7. Mu’eak Kakane Ade, Beripit Kakea Ne Coaini adalah azaz pada
penentuan sangsi materil terhadap suatu kasus dengan
mempertimbangkan kemampuan ekonomi para pihak yang bersengketa
8. Bepatet Bekenek, Bejenjang Tu’un menjelaskan proses penyelesaian
sengketa haruslah mengikuti aturan yang telah digariskan seperti
menapaki anak tangga satu persatu, jadi kita tidak boleh terburu-buru
ataupun melangkahi aturan yang ada.

d. Permasalahan/kasus yang dibahas


Perdamaian Adat disebut dengan Mulo Bangun atau Mulo Tepung, sehingga
dalam pelaksanaannya adalah meletakkan, menentukan dan melaksanakannya
atau di istilahkan Mengipar Sayap Menukat Paruh yang artinya menyangupi
membayar atau beban yang ditimpahkan.
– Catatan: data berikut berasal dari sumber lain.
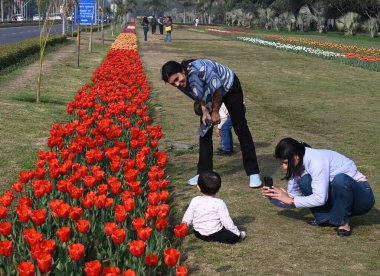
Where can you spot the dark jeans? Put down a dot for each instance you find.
(153, 29)
(236, 109)
(223, 236)
(347, 198)
(146, 29)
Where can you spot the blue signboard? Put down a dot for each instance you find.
(87, 12)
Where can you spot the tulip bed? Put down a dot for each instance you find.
(367, 58)
(96, 203)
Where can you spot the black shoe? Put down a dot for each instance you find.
(223, 152)
(343, 232)
(314, 223)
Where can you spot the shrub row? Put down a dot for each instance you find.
(16, 52)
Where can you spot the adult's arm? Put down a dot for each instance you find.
(226, 220)
(216, 103)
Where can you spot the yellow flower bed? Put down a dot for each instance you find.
(125, 41)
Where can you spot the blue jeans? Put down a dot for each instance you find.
(226, 135)
(347, 198)
(168, 37)
(146, 29)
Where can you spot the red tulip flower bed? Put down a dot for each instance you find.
(96, 203)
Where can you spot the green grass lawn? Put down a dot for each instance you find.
(326, 104)
(25, 125)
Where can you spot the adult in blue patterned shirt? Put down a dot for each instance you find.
(212, 83)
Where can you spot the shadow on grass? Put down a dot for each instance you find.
(372, 218)
(32, 99)
(240, 221)
(203, 39)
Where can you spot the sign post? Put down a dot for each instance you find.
(87, 14)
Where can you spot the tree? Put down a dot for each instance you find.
(154, 5)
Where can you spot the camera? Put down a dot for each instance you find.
(268, 181)
(204, 128)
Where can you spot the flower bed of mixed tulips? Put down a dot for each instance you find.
(367, 58)
(96, 203)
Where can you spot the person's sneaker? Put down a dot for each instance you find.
(315, 223)
(223, 152)
(193, 181)
(243, 235)
(255, 181)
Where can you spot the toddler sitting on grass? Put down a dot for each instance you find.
(209, 215)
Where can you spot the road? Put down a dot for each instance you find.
(14, 34)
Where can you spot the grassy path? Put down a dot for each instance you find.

Ada beberapa hal pokok dalam
system Hukum Adat Rejang di Jurukalang, antara lain;
1. Membunuh membangun
2. Salah Berhutang
3. Gawal Mati
4. Melukai menepung
5. Selang Berpulang
6. Suarang Bagiak
7. Sumbing Titip, Patah Berkipal
8. Kalah Adat Karena Janji
9. Pemberian Habis Saja
10. Buruk Puar Aling Jelupuh, Patah Tumbuh Hilang Berganti

Sementara untuk delik pidana adat sering dikenal dengan iram berdarah
(kasus yang mengelurkan darah) dan iram tiado berdarah (tidak mengelurkan
darah), Bayar bangun untuk kasus yang meghilangkan nyawa seseorang dan
cepalo untuk penyebutan kasus-kasus asusila, dalam pelaksanaan hukum adat
ini peran ketua Sukau sering bertindak sebagai pembela terhadap komunitas
atau clannya proses penetapan hukum tetap adat dimana sangsi social sangat
dominant biasanya diputuskan oleh Kepala Kutai atau Ketua Adat setelah
proses peradilan atau damai adat dilakukan dengan meminta pendapat dari
elemen kampong seperti cerdik pandai, alim ulama, dukun, tukang, ini
menunjukan penyelesian kasus yang holistic melibatkan para pihak dalam
menuju keseimbangan akibat dari suatu pecalo yang dilakukan seseorang dan
berdampak kepada semua elemen yang ada di komunitas tersebut, bukti
penyelesaian kasus dan penetapan hasil damai desa adalah sirih dan pinang
yang disertai dengan serawo dan melaksanakan Tepung Setawar.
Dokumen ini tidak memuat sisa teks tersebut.